PATTERN Cited by 1 source

tc-latency injection for geo-distributed simulation¶

Pattern¶

To benchmark a multi-region cluster without the expense of actually deploying across regions, deploy all brokers in a single AZ and use Linux tc (traffic control, typically tc qdisc ... netem delay) to selectively inject network latency between broker pairs — simulating cross-region RTT on the replication-side links while leaving other links untouched. Run the usual benchmark (e.g., OpenMessaging Benchmark) against the cluster and measure produce/consume latency as if the cluster were geographically stretched.

The technique's load-bearing property is the ability to isolate inter-broker latency from client-to-broker latency, so you can study the cross-region-quorum-RTT dimension without paying real cross-region cloud bandwidth or operating a real multi-region deployment during testing.

Canonical framing — Redpanda¶

"To simulate a multi-region Redpanda cluster, we set up a 3-node Redpanda cluster with i3en.xlarge VMs. These VMs have four cores per node with 32 MB of memory each, and simulate a Tier-2 Redpanda Cloud cluster. We used tc to only add network latency between Redpanda brokers. No network latency was added between the OMB worker nodes and Redpanda broker nodes to simulate leader pinning."

(Source: sources/2025-02-11-redpanda-high-availability-deployment-multi-region-stretch-clusters)

Why isolate broker-to-broker from client-to-broker¶

On a real multi-region stretch cluster, client-to-broker and broker-to-broker latencies are different variables:

With leader pinning applied, the client-to-leader hop is intra-region — effectively zero relative to cross-region latency.
The broker-to-broker replication links are cross-region — the expensive dimension.

If a simulation injects latency uniformly on every network path, it measures the wrong configuration: producers and consumers pay cross-region RTT to the leader they're talking to, as well as replication-side cross-region RTT. That's a no-leader-pinning + no-follower-fetching worst-case baseline, not the optimised shape operators actually run.

By restricting tc netem delay to inter-broker interfaces, the simulation matches the leader-pinned deployment profile — the configuration operators actually use in production.

Mechanism sketch¶

On Linux, tc qdisc add dev <iface> root netem delay <time> inserts a latency queue on the egress of <iface>. To restrict the latency to a specific peer (other broker), combine with tc filter matching on the peer IP — or apply the qdisc on a dedicated interface/VLAN used only for inter-broker traffic. The Redpanda post does not publish the exact tc invocation; the substance of the pattern is the topology decision (inter-broker only), not the exact command.

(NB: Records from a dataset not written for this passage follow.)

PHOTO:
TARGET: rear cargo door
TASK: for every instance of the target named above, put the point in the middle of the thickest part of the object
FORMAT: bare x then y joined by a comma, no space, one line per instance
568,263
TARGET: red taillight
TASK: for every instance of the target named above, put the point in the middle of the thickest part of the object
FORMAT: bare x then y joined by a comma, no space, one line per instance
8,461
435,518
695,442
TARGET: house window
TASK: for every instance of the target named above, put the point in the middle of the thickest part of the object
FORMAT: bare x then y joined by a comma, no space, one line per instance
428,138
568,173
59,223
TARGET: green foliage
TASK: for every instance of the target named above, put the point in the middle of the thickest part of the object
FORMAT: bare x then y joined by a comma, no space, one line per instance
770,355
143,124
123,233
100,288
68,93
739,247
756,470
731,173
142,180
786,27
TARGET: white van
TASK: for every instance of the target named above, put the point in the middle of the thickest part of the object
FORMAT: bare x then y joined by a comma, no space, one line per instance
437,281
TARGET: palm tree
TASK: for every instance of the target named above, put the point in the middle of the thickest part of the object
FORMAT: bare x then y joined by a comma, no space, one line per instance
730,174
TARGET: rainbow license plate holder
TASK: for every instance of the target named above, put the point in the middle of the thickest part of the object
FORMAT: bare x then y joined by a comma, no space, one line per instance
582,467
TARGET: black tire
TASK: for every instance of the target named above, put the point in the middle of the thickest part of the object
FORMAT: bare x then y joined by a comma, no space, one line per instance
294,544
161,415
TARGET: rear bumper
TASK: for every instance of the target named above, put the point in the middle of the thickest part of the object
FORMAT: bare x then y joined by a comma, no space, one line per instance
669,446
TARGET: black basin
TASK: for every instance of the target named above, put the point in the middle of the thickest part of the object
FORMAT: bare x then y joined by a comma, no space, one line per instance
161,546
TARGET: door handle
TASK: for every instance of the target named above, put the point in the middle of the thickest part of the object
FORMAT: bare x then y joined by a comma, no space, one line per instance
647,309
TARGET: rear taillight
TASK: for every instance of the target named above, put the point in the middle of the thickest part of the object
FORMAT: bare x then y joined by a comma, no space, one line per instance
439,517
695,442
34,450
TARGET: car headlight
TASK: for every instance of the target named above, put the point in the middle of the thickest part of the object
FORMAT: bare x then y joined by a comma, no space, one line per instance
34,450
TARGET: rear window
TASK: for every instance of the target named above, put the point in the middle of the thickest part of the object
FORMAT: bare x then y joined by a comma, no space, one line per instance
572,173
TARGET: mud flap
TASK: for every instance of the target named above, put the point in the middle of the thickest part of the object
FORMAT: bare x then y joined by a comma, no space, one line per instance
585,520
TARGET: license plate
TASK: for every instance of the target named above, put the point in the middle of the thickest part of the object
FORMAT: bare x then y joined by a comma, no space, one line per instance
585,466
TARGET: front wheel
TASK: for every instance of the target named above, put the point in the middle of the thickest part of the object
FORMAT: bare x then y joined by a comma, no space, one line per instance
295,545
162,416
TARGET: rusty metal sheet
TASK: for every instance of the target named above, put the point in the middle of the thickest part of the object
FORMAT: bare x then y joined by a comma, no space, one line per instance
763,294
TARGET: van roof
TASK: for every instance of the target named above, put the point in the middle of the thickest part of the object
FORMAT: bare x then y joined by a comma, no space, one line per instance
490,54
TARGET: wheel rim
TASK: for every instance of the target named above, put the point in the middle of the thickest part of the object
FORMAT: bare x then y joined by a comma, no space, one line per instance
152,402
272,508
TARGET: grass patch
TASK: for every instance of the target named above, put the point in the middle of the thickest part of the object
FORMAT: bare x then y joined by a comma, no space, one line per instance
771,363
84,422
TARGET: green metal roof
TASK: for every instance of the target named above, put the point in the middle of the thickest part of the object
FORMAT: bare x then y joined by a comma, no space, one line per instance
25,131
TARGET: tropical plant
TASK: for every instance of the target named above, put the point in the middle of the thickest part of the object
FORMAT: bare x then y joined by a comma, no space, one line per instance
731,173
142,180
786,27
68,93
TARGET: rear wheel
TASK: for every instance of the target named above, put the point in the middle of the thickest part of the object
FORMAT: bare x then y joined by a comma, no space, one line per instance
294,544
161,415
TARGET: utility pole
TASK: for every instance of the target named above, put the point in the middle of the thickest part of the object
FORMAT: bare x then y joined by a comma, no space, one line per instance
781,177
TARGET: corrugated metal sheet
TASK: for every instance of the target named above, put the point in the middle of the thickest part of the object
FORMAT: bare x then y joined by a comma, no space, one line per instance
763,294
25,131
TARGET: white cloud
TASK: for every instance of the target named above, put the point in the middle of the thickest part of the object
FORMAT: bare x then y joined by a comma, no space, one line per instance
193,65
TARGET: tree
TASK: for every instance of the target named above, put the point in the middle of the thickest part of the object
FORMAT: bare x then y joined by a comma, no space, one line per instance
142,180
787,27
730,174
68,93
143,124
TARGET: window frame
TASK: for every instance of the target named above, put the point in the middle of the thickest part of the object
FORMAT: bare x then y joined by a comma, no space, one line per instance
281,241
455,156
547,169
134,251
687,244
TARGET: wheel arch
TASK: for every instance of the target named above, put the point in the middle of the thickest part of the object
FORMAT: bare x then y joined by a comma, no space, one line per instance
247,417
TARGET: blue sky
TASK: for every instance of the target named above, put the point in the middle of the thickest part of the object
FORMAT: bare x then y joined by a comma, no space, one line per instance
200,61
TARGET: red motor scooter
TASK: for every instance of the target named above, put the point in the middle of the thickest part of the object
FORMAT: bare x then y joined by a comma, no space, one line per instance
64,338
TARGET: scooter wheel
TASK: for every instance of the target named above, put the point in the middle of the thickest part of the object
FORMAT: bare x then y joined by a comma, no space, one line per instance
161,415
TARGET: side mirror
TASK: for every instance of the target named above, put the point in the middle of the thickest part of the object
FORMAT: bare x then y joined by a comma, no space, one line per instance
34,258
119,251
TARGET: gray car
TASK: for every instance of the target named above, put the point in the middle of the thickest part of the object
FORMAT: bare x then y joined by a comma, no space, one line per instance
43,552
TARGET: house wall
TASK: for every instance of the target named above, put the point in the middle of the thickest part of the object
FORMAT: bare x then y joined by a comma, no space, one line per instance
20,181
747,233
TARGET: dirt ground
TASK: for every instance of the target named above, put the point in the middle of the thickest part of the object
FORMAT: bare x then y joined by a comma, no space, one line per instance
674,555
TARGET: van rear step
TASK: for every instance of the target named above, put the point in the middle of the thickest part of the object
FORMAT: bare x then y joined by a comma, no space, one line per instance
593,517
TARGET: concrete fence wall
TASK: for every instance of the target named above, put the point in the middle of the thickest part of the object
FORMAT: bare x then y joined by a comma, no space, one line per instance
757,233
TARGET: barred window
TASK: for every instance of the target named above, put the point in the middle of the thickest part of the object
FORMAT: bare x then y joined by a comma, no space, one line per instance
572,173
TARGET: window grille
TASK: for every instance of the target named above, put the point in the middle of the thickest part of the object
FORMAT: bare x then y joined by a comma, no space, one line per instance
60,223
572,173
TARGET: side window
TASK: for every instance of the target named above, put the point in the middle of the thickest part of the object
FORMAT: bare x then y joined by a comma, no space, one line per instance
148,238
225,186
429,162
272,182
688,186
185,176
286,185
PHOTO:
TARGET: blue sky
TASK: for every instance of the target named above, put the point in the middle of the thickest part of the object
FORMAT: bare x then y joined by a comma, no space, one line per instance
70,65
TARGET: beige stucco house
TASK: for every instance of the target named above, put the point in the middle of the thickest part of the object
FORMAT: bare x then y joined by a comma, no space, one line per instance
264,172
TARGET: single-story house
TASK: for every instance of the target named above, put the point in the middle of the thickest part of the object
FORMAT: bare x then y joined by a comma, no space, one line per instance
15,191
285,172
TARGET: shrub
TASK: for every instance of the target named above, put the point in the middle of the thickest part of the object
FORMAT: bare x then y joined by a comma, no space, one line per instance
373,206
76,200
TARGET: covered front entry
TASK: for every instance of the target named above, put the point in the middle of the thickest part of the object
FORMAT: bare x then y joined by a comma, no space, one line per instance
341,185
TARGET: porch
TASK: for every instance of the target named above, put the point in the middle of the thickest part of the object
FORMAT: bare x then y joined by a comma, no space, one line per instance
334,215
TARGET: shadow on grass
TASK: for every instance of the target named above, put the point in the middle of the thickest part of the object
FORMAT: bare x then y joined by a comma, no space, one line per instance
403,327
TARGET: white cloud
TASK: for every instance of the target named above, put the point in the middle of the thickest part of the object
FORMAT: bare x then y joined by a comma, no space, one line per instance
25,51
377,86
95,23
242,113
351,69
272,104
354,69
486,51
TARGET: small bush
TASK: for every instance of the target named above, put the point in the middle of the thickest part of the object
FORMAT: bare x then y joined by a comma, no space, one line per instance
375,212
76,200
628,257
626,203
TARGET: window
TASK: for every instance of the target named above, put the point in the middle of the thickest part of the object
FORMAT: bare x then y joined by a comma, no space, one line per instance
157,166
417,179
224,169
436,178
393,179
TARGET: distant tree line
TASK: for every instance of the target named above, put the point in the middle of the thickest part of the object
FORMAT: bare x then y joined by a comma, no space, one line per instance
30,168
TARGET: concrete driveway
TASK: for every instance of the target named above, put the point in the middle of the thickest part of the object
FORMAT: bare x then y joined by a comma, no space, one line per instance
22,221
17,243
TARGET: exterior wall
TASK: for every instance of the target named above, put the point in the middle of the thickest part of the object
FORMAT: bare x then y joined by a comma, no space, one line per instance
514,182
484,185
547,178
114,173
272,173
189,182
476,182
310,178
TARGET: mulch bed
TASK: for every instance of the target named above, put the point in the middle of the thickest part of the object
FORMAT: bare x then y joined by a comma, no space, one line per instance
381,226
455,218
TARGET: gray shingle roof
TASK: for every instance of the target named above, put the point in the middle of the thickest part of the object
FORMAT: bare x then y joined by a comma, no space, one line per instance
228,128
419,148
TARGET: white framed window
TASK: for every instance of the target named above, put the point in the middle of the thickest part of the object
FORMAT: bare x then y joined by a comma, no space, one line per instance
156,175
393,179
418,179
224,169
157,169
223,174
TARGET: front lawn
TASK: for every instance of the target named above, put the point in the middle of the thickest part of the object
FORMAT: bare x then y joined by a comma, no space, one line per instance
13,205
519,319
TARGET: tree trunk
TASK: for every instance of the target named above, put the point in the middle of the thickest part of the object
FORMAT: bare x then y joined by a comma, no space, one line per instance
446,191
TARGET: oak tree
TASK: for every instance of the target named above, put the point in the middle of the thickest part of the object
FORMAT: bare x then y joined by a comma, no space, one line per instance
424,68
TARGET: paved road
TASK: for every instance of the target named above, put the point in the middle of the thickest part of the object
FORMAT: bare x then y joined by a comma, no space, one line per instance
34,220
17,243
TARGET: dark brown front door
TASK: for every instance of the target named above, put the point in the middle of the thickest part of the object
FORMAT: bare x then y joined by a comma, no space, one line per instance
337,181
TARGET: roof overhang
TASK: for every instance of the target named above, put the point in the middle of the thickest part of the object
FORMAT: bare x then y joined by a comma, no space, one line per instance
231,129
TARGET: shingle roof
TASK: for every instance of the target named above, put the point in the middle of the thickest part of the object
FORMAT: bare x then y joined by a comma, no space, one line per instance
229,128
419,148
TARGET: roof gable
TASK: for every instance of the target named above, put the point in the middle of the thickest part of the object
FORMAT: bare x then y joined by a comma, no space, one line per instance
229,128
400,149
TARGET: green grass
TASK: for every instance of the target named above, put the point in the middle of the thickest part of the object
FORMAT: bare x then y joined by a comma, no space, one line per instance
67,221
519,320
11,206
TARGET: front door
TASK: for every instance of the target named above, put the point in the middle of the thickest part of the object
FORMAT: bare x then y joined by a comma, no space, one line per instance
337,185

Sample approximation of the topology:

                       [tc delay +δ]     [tc delay +δ]
  Broker A <─────────> Broker B <─────────> Broker C
      ↑                    ↑                    ↑
      │ no delay           │ no delay           │ no delay
      ▼                    ▼                    ▼
  OMB worker 1         OMB worker 2         OMB worker 3

Where δ is the simulated cross-region RTT (e.g., 30 ms for cross- AZ, 60 ms for us-east ↔ us-west, 150 ms transoceanic).

Calibration¶

The technique's main degree of freedom is δ — the injected inter-broker delay. The Redpanda post does not publish the δ values used for the different "stretch configurations" charted in the published publish-latency graph. Practitioners calibrate δ from canonical denominators:

Topology	Typical RTT	Reference
Same-AZ	< 1 ms	baseline
Cross-AZ in region	1-10 ms	AWS single-digit-ms guidance
`us-east-1 ↔ us-west-1`	60+ ms	cloudping.co
Transoceanic (US ↔ EU / Asia)	100-200 ms+	cloudping.co

Running the benchmark at multiple δ values produces the latency-vs- stretch-configuration curve the Redpanda post references.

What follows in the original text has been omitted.